In Piazza del Plebiscito l’arrivo finale: la vice presidente della Fidal Campania Amalia Di Martino ringrazia Esercito, associazioni, podisti e giovani per il sostegno alla ricerca.

di Campania

NAPOLI (Pietro De Biasio) - Si è conclusa attraversando l’Italia da nord a sud la Run4Hope 2026, la staffetta solidale che ha unito migliaia di runners sotto il segno della ricerca e della condivisione. Un viaggio a tappe, fatto di chilometri ma soprattutto di partecipazione, culminato nella suggestiva cornice di Piazza del Plebiscito di Napoli. A chiudere idealmente il cerchio è stato l’arrivo del gruppo Portici–Scafati, ultimo testimone di un passaggio che ha coinvolto territori, società e singoli atleti. Ad accoglierli, insieme a una presenza istituzionale sentita e concreta, anche i militari del Comando Territoriale Sud di Napoli, a testimonianza di un legame sempre più forte tra sport e istituzioni. Presente inoltre una rappresentanza dell’Associazione Italiana Arbitri, ulteriore segno di una partecipazione corale che ha superato i confini della sola pratica sportiva.
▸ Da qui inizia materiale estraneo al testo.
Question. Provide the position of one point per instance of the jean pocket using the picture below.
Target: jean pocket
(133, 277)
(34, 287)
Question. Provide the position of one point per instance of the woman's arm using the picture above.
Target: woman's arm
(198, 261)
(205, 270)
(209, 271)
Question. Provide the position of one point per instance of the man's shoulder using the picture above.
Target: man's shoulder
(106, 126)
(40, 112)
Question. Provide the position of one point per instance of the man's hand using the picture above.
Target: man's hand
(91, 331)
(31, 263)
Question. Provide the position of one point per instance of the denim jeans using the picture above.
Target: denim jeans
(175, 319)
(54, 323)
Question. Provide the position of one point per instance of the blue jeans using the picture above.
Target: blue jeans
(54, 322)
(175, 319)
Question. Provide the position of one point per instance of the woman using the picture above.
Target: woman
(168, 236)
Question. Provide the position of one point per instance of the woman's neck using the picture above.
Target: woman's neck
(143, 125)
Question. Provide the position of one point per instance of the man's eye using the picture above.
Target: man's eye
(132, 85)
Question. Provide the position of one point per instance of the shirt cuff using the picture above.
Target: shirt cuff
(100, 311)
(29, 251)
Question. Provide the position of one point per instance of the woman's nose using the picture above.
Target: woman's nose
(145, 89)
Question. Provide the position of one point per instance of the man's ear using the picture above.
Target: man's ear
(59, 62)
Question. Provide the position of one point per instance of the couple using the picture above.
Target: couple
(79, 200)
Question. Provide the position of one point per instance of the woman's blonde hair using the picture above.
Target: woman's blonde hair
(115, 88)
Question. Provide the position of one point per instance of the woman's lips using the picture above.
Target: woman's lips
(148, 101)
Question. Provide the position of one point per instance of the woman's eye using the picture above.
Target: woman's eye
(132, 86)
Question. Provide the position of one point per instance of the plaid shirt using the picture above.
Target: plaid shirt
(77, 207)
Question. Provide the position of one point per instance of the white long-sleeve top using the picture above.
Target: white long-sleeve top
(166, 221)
A sottolineare il valore dell’iniziativa è stata la vice presidente Amalia Di Martino, che a nome del Comitato regionale FIDAL ha voluto esprimere un ringraziamento ampio e sentito: “Ringrazio di cuore l’Esercito Italiano, il Comando Territoriale Sud di Napoli, i referenti e i militari del 232º Reggimento Trasmissioni e del 45º Battaglione Trasmissioni Vulture, il gruppo della Scuola Militare Nunziatella. Un grazie alle associazioni, ai podisti e ai piccoli atleti che hanno aderito con entusiasmo all’iniziativa, all’Associazione Italiana Arbitri e alla Fondazione Ricerca Fibrosi Cistica”. Parole che fotografano lo spirito autentico della Run4Hope: una corsa che non si misura solo in tempi e classifiche, ma nella capacità di fare rete, di coinvolgere generazioni diverse e di sostenere una causa concreta. In ogni frazione, in ogni passaggio di testimone, si è rinnovato quel patto silenzioso tra sport e solidarietà che rende eventi come questo qualcosa di più di una semplice manifestazione. Napoli ha fatto da degna conclusione, con il suo abbraccio largo e partecipato. E mentre l’eco degli ultimi passi si spegne tra le pietre della piazza, resta la sensazione che questa staffetta abbia lasciato un segno: nei territori attraversati, nelle persone coinvolte, e in quella comunità del running che, quando serve, sa diventare molto più di una somma di atleti.